Please excuse the grammwer, trying to be brief


----------



## Superk (Aug 22, 2005)

Spent a rainy first week in Feb on Rosaleda - the facilities are excellent and spotlessly clean - large site about 95% Brits if that's what you want. Staff were helpful. Site well organised and secure. About a 20-minute walk into Conil de la Frontera - has most things you might want including a sizeable market - Mercadano supermarket a bit closer and there's a small supermarket on site.

 
Keith


----------



## Jean-Luc (Jul 21, 2005)

Hi Patsy, we toured the South of Spain and the Algarve at the back end if '08 and visited many sites to familiarise ourselves with what's on offer in the region.
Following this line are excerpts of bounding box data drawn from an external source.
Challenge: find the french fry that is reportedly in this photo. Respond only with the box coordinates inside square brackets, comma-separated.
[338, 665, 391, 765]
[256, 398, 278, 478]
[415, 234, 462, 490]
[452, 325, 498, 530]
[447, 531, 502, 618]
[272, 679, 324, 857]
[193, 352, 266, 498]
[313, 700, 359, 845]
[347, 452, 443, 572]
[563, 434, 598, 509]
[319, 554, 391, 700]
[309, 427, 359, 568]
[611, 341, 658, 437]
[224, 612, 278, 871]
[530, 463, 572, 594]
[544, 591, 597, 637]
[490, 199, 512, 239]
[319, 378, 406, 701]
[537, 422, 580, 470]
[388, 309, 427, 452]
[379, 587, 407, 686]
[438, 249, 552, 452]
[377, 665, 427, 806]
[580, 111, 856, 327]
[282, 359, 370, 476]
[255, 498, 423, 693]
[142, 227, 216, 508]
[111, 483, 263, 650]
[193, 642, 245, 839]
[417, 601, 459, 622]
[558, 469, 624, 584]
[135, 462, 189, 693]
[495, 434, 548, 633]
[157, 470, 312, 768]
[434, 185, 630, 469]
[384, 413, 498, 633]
One of the most convenient for MHr's was the site in Fuzeta (Fuseta). The site is in the middle of the town and only a short walk from the railway station from where you can travel anywhere in Portugal. The 'longtermers' on the site use the train to Tavira (€2.40 return) to visit the Lidl which is just outside the gates of the station there. When we stayed there we were warmly invited to join in the daily boules tournament by the very neighbourly 'longtimers', most of whom seemed to be repeat visitors staying from early autumn to late spring. 
Colin


----------



## 101405 (Oct 15, 2006)

Long term Spain , you might not want to be there with the Spanish when they are on holiday, murder . If you are on uk benefits check first as you can not receive some outside the uk, How will you go on for health care you can't use your eurohealth card for long term Illness ,and if you sign onto the Spanish system you lose your Nhs rights, we came across a site in Portugal (olhao) which appeared to have lots of brits on uk benefits,


----------



## Patsy (May 1, 2005)

Hi Silversufa 

Appreciate you concern re my health treatment and what I am not entitled to. Am fully aware of all your points as I had an apartment in the Costa Del Sol unti three years ago and spent a lot of time there 

None of this will be a problem for me as I am satisfied with the arrangements I have planned to cover them. This was my first priority. I am now at the stage of looking for a suitable site.and any recommendations would be much appreciated.


----------



## Patsy (May 1, 2005)

Thank you to those who replied Is there anyone out there who is full timing in Spain or Portugal at present


----------